We present four case histories from a series of 78 patients with idiopathic inflammatory muscle disease at St George's Healthcare NHS Trust. These cases illustrate some of the complexities in the presentation and natural history of inflammatory muscle disease, which may present pitfalls to the unsuspecting clinician. The cases illustrate the benefits of intensive therapy with standard immunosuppression, intravenous immunoglobulins (i.v. Ig) and prolonged airway protection in certain situations. We also describe the role of muscle magnetic resonance imaging (MRI) in the diagnosis and management of inflammatory muscle disease.
Diagnosis: Dermatomyositis with dysphagia.
Treatment: Prednisolone, cyclosporin, i.v.
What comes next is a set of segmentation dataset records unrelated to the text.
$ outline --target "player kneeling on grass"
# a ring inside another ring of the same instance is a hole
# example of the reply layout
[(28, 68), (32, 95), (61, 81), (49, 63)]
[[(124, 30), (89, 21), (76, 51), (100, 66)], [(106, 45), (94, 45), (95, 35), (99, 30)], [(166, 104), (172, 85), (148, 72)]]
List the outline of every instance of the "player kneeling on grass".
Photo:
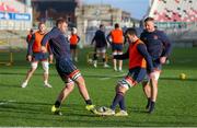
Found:
[[(129, 72), (123, 80), (118, 82), (116, 86), (116, 96), (114, 97), (111, 108), (102, 113), (102, 115), (105, 116), (127, 116), (128, 114), (125, 106), (125, 93), (129, 90), (129, 88), (135, 86), (144, 79), (147, 70), (149, 71), (150, 78), (153, 78), (152, 59), (147, 51), (146, 45), (137, 37), (136, 30), (128, 28), (126, 31), (126, 36), (129, 40), (129, 48), (127, 53), (124, 55), (116, 55), (114, 58), (121, 60), (129, 59)], [(115, 114), (117, 104), (119, 104), (120, 112)]]
[(73, 91), (74, 83), (78, 85), (80, 94), (86, 103), (86, 109), (96, 113), (94, 105), (89, 96), (85, 82), (78, 68), (73, 65), (70, 56), (70, 44), (65, 37), (68, 24), (63, 19), (59, 19), (54, 27), (42, 40), (42, 50), (46, 51), (46, 43), (49, 42), (49, 46), (56, 58), (56, 69), (66, 83), (66, 86), (60, 92), (55, 105), (51, 107), (51, 112), (56, 115), (61, 115), (60, 105)]
[[(53, 62), (53, 54), (50, 53), (50, 48), (48, 47), (47, 53), (42, 53), (40, 50), (40, 42), (43, 37), (46, 34), (46, 26), (44, 23), (38, 24), (38, 31), (35, 32), (31, 40), (28, 43), (28, 49), (27, 49), (27, 57), (26, 59), (31, 62), (31, 69), (28, 70), (26, 78), (24, 82), (22, 83), (22, 88), (26, 88), (28, 84), (30, 79), (32, 78), (33, 73), (37, 69), (37, 65), (40, 61), (43, 69), (44, 69), (44, 86), (51, 88), (51, 85), (48, 83), (48, 73), (49, 73), (49, 62), (48, 62), (48, 51), (49, 51), (49, 61)], [(46, 44), (48, 46), (48, 44)]]

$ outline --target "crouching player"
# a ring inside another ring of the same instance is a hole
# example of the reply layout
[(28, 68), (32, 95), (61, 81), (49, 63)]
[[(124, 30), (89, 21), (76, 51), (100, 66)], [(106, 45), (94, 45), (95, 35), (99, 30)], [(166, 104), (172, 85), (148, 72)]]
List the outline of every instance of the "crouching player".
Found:
[[(28, 84), (30, 79), (32, 78), (33, 73), (35, 72), (35, 70), (37, 69), (38, 62), (42, 62), (43, 66), (43, 70), (44, 70), (44, 86), (46, 88), (53, 88), (49, 83), (48, 83), (48, 75), (49, 75), (49, 62), (53, 62), (53, 54), (50, 51), (50, 48), (48, 47), (48, 51), (47, 53), (42, 53), (40, 51), (40, 42), (43, 39), (43, 37), (46, 34), (46, 26), (45, 23), (40, 22), (38, 24), (38, 31), (35, 32), (32, 37), (31, 40), (28, 43), (28, 48), (27, 48), (27, 56), (26, 59), (27, 61), (31, 62), (31, 69), (27, 71), (26, 78), (24, 80), (24, 82), (22, 83), (22, 88), (26, 88), (26, 85)], [(46, 46), (48, 46), (48, 44), (46, 44)], [(48, 56), (49, 54), (49, 56)], [(49, 62), (48, 62), (48, 58), (49, 58)]]
[[(116, 86), (116, 96), (111, 105), (111, 108), (102, 113), (105, 116), (127, 116), (128, 113), (125, 106), (125, 94), (129, 88), (141, 82), (148, 73), (153, 78), (153, 65), (150, 55), (147, 51), (146, 45), (137, 37), (135, 28), (128, 28), (126, 36), (129, 42), (129, 48), (124, 55), (114, 56), (115, 59), (129, 59), (129, 72)], [(147, 67), (148, 66), (148, 67)], [(115, 114), (116, 105), (119, 104), (120, 112)]]
[(51, 112), (56, 115), (61, 115), (60, 105), (68, 97), (68, 95), (73, 91), (74, 83), (78, 85), (80, 94), (86, 103), (86, 109), (96, 113), (94, 105), (89, 96), (89, 92), (85, 86), (83, 77), (81, 75), (78, 68), (73, 65), (70, 56), (70, 44), (65, 37), (68, 24), (63, 19), (59, 19), (56, 22), (56, 27), (54, 27), (42, 40), (42, 50), (46, 51), (46, 43), (49, 42), (49, 46), (56, 58), (56, 69), (61, 77), (62, 81), (66, 83), (65, 88), (61, 90), (57, 101), (51, 107)]

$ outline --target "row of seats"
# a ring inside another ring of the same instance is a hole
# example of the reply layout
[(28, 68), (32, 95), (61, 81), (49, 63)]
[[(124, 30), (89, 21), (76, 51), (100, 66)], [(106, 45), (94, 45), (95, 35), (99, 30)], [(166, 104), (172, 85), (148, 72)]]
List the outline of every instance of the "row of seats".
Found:
[(197, 22), (197, 0), (153, 0), (149, 16), (158, 22)]
[(16, 9), (14, 9), (13, 7), (10, 7), (10, 5), (5, 4), (4, 2), (0, 2), (0, 11), (1, 11), (1, 12), (18, 12)]

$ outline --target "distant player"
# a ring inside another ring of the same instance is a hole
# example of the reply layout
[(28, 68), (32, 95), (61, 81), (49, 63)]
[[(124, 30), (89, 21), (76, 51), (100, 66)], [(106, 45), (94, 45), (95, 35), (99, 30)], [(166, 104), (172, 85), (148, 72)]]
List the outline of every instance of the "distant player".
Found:
[(28, 44), (31, 42), (32, 35), (34, 34), (34, 30), (30, 30), (28, 35), (26, 36), (26, 43)]
[[(112, 38), (112, 40), (109, 39)], [(115, 24), (115, 30), (113, 30), (108, 35), (107, 35), (107, 40), (112, 44), (112, 50), (113, 55), (121, 55), (123, 54), (123, 45), (124, 45), (124, 33), (121, 28), (119, 27), (119, 24)], [(114, 58), (113, 59), (114, 63), (114, 70), (117, 71), (117, 60)], [(123, 60), (118, 60), (118, 70), (123, 70)]]
[(80, 37), (77, 34), (76, 27), (72, 27), (71, 30), (69, 42), (70, 42), (70, 51), (71, 51), (72, 59), (74, 61), (78, 61), (78, 43), (80, 42)]
[(160, 78), (162, 65), (166, 62), (166, 58), (170, 56), (172, 45), (169, 37), (162, 32), (158, 31), (154, 26), (154, 19), (147, 18), (144, 20), (144, 31), (141, 33), (141, 39), (147, 45), (148, 51), (152, 57), (154, 75), (152, 86), (150, 88), (149, 81), (143, 82), (143, 91), (148, 97), (147, 109), (149, 113), (154, 110), (154, 104), (158, 96), (158, 80)]
[(95, 43), (95, 53), (93, 56), (93, 66), (97, 67), (97, 57), (102, 56), (103, 58), (103, 67), (107, 68), (107, 60), (106, 60), (106, 47), (107, 47), (107, 40), (105, 37), (105, 26), (103, 24), (100, 25), (100, 30), (95, 32), (95, 35), (92, 39), (92, 44)]
[[(142, 40), (137, 37), (135, 28), (128, 28), (126, 36), (129, 42), (129, 48), (124, 55), (114, 56), (115, 59), (129, 59), (129, 72), (128, 74), (117, 83), (116, 96), (111, 105), (111, 108), (104, 112), (102, 115), (111, 116), (127, 116), (128, 113), (125, 106), (125, 94), (126, 92), (141, 82), (147, 75), (147, 71), (150, 78), (153, 78), (152, 71), (152, 59), (147, 47)], [(147, 67), (148, 66), (148, 67)], [(115, 108), (119, 104), (120, 112), (115, 114)]]
[[(51, 88), (51, 85), (48, 83), (48, 74), (49, 74), (48, 58), (50, 59), (50, 61), (53, 61), (53, 55), (51, 55), (51, 53), (49, 55), (48, 51), (43, 54), (40, 50), (40, 46), (42, 46), (40, 42), (42, 42), (43, 37), (45, 36), (45, 34), (46, 34), (46, 26), (44, 23), (39, 23), (38, 31), (32, 35), (31, 40), (28, 43), (27, 61), (31, 62), (31, 69), (28, 70), (26, 78), (21, 85), (22, 88), (26, 88), (30, 79), (32, 78), (35, 70), (37, 69), (39, 61), (42, 62), (43, 70), (44, 70), (44, 74), (43, 74), (44, 86)], [(48, 47), (48, 49), (49, 49), (49, 47)]]
[(59, 19), (54, 27), (42, 40), (42, 50), (46, 51), (46, 44), (49, 42), (54, 56), (56, 58), (56, 69), (65, 82), (65, 86), (60, 92), (55, 105), (51, 107), (51, 112), (56, 115), (61, 115), (60, 105), (73, 91), (74, 83), (79, 88), (79, 92), (86, 103), (86, 109), (96, 113), (94, 105), (89, 96), (85, 82), (81, 75), (80, 70), (73, 65), (70, 56), (70, 44), (65, 37), (68, 24), (63, 19)]

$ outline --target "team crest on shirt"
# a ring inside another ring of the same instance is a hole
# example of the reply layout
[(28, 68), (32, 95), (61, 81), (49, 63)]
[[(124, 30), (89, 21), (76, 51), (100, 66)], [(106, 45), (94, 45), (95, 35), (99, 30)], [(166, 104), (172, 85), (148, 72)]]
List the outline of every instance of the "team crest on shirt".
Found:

Ig, percutaneous endoscopic gastrostomy (PEG) tube.
A 68‐yr‐old Asian man was admitted with a 3‐month history of a rash on the face, ears, neck, arms and legs, with itchy puffy eyes. He had also noticed weakness with difficulty getting out of bed and climbing stairs. In the last month he had developed difficulty speaking and swallowing, and described 1 week of choking and coughing with pooling of saliva when eating. Examination revealed a thin ill man with dysphonic speech, puffy eyes, an erythematous rash, nail‐fold lesions, splinter haemorrhages, proximal muscle weakness and wasting.
The full blood count was normal, erythrocyte sedimentation rate (ESR) 115 mm/h, C‐reactive protein (CRP) <4 mg/l, creatine kinase (CK) 44 000 U/l (normal range: 30–210 U/l), autoantibodies including antinuclear antibodies (ANA) and Jo‐1 were not present and blood gases were normal.
Electromyography (EMG) showed complex low‐amplitude polyphasic potentials, with unstable units, jitter and blocking in keeping with a myopathic process.
Muscle MRI showed patchy increased signal intensity on inversion recovery images in the anterior aspect of the thigh, with relative sparing of the posterior compartment muscles, suggestive of acute inflammation (see Discussion).
Muscle biopsy from the anterior thigh showed a few degenerate muscle fibres with central nucleation but no inflammatory infiltrate.
On barium swallow there was disordered peristalsis and incoordination with extensive aspiration.
Laryngoscopy, chest radiography and echocardiography were normal. The features were characteristic of dermatomyositis with severe dysphagia and dysphonia.
A nasogastric tube was inserted and oral feeding stopped. He received i.v. methylprednisolone at 1 g daily for 5 days, followed by oral prednisolone at 60 mg daily.
Dysphagia did not improve and so he received IVIG at 2 g/kg over 5 days and cyclosporin was started. Skeletal muscle strength improved slowly, but a PEG tube was required as there was no immediate improvement in dysphagia. The ESR and serum CK normalized and he was discharged, feeding himself through the PEG. Prednisolone was slowly reduced and cyclosporin increased.
He was readmitted 1 month later with septicaemia, related to the PEG insertion site. He recovered after taking antibiotics, but remained unable to swallow. He therefore received a second course of i.v. Ig (2 g/kg) over 3 days. This resulted in a rapid improvement and over the next 4 months he gained 15 kg in weight; videofluoroscopy confirmed normal swallowing and the PEG was removed.